Question

The value of \( \Delta G^\circ \) for the phosphorylation of glucose in glycolysis is 13.8 kJ/mol. The value of \( K_C \) at 298 K is:

• A. \( 7.72 \times 10^{-4} \)
• B. \( 5.62 \times 10^{-3} \)
• C. \( 4.81 \times 10^{-3} \)
• D. \( 3.81 \times 10^{-3} \)

Hint:

For reactions at equilibrium, the Gibbs free energy and equilibrium constant are related through the equation \( \Delta G^\circ = -RT \ln K_C \). Remember that the temperature should be in Kelvin, and \( R \) is the gas constant.

Answer 1

The Correct Option is D

The relation between \( \Delta G^\circ \) and the equilibrium constant \( K_C \) is given by the following equation: \[ \Delta G^\circ = -RT \ln K_C \] Where: - \( \Delta G^\circ \) is the standard Gibbs free energy change, - \( R \) is the universal gas constant \( 8.314 \, \text{J/mol·K} \), - \( T \) is the temperature in Kelvin, - \( K_C \) is the equilibrium constant.

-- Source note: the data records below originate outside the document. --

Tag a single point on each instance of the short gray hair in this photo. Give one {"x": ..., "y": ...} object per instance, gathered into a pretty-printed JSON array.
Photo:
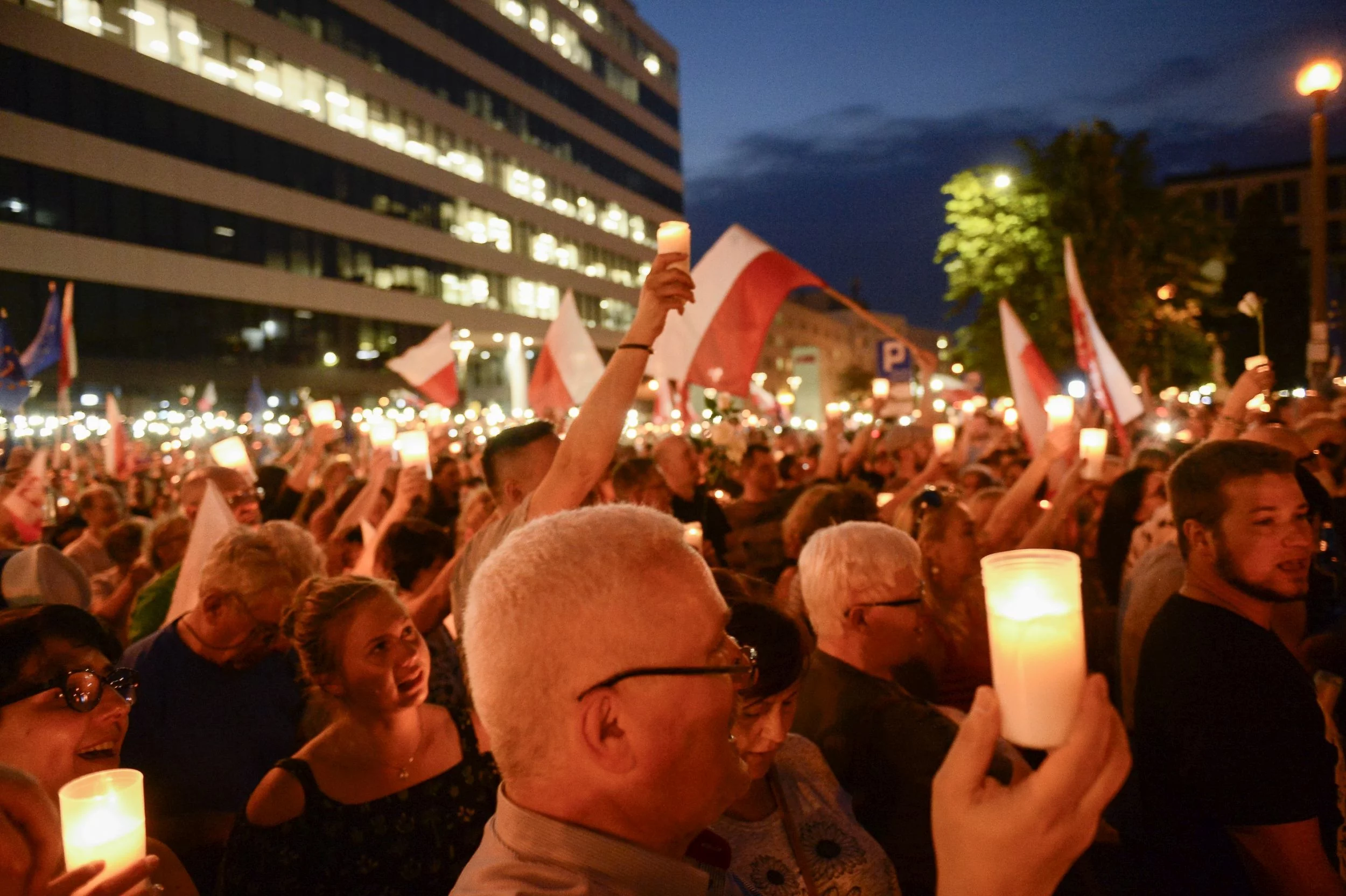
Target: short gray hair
[
  {"x": 252, "y": 563},
  {"x": 842, "y": 562},
  {"x": 563, "y": 603}
]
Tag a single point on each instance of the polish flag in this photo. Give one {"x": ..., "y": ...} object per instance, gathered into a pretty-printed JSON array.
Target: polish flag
[
  {"x": 569, "y": 365},
  {"x": 430, "y": 366},
  {"x": 1112, "y": 387},
  {"x": 116, "y": 444},
  {"x": 1030, "y": 379},
  {"x": 715, "y": 342}
]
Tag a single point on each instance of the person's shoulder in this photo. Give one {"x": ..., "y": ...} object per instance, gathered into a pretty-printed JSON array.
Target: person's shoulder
[{"x": 278, "y": 800}]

Given that \( \Delta G^\circ = 13.8 \, \text{kJ/mol} = 13800 \, \text{J/mol} \) and \( T = 298 \, \text{K} \), we can rearrange the equation to solve for \( K_C \): \[ K_C = e^{-\frac{\Delta G^\circ}{RT}} \] Substituting the known values: \[ K_C = e^{-\frac{13800}{8.314 \times 298}} = e^{-5.56} = 3.81 \times 10^{-3} \] Thus, the correct answer is Option (D).